India consolidates 10 PSU banks into 4

Finance Minister Nirmala Sitharaman has announced a big consolidation and streamlining of public sector banks, with 10 major public sector banks to be merged into four

August 30, 2019

State-controlled public sector banks (PSBs) account for 80 per cent of India’s commercial banking space

The move will lead to only 12 PSBs in place of 27, and will benefit consumers through enhanced access

The consolidation has several benefits, including a strong national presence and enhanced risk appetite

The creation of next-generation banks is imperative for India to become a US$5 trillion economy by 2025

In the context of global economic liberalisation, the Indian banking sector has been going through a phase of reforms aimed at improving the operational efficiency and upgrading to international standards of performance. One of the key features of Indian banking is the dominance of state-owned public sector banks (PSBs), which account for nearly 80 per cent of the industry. However, with 21 such different banks competing with each other, the advantages of a near-state monopoly have been largely neutralised. 

Recently, Finance Minister Nirmala Sitharaman announced a big consolidation and streamlining of public sector banks, with 10 major public sector banks to be merged into four, to give public sector banks scale. Under this scheme, Indian Bank will be merged with Allahabad Bank (anchor bank – Indian Bank); Punjab National Bank, Oriental Bank of Commerce, and United Bank to be merged (PNB will be the anchor bank); Union Bank of India, Andhra Bank and Corporation Bank to be merged (anchor bank – Union Bank of India); and Canara Bank and Syndicate Bank to be merged (anchor bank – Canara Bank). The amalgamation will lead to only 12 PSBs in place of 27. 
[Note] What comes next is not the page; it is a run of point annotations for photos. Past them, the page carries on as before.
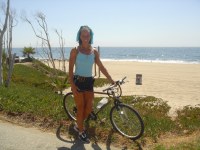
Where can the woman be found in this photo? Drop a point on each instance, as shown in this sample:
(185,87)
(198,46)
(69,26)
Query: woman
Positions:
(83,57)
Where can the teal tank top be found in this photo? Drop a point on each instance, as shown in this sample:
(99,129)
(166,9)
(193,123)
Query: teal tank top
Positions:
(83,64)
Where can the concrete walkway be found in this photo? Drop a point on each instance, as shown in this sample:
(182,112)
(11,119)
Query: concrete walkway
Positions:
(15,137)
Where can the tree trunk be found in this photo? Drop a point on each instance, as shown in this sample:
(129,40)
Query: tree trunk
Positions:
(11,64)
(1,41)
(1,64)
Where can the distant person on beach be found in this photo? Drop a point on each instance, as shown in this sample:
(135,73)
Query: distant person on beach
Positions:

Announcing the decision on August 30, Finance Minister stressed on the importance of a strong national presence and enhanced risk appetite for banks. The consolidation has several major benefits, including an improvement of the loan tracking mechanism, the enablement of succession planning, the flexibility to fix sitting fee of independent directors, and the replication of best practices from each bank in others. Ms Sitharaman also said that the creation of next-generation banks was imperative for India to become a US$5 trillion economy in the next five years.
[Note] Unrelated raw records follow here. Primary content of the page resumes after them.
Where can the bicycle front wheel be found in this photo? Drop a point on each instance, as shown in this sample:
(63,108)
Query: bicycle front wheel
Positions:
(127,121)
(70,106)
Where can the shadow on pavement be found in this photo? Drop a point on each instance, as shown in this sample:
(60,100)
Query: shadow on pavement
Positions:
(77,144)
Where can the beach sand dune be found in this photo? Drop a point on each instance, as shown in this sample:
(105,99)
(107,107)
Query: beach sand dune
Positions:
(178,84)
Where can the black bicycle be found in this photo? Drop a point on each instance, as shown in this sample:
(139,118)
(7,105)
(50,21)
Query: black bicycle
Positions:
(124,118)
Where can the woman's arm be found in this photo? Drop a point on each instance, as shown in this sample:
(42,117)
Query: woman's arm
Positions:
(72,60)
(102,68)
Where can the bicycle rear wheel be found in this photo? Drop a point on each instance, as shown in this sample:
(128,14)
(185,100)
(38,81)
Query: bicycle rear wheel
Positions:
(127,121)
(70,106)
The most recent and the largest merger in the history of Indian banking was that of State Bank of India (SBI) combining with its five associate banks, with effect from April 2017. With this merger, SBI entered into the league of top 50 global banks. The Government is confident that this consolidation too, will help create strong, globally competitive entities with economies of scale, and will enable realisation of wide-ranging synergies. This will ultimately benefit consumers through enhanced access to banking and other services.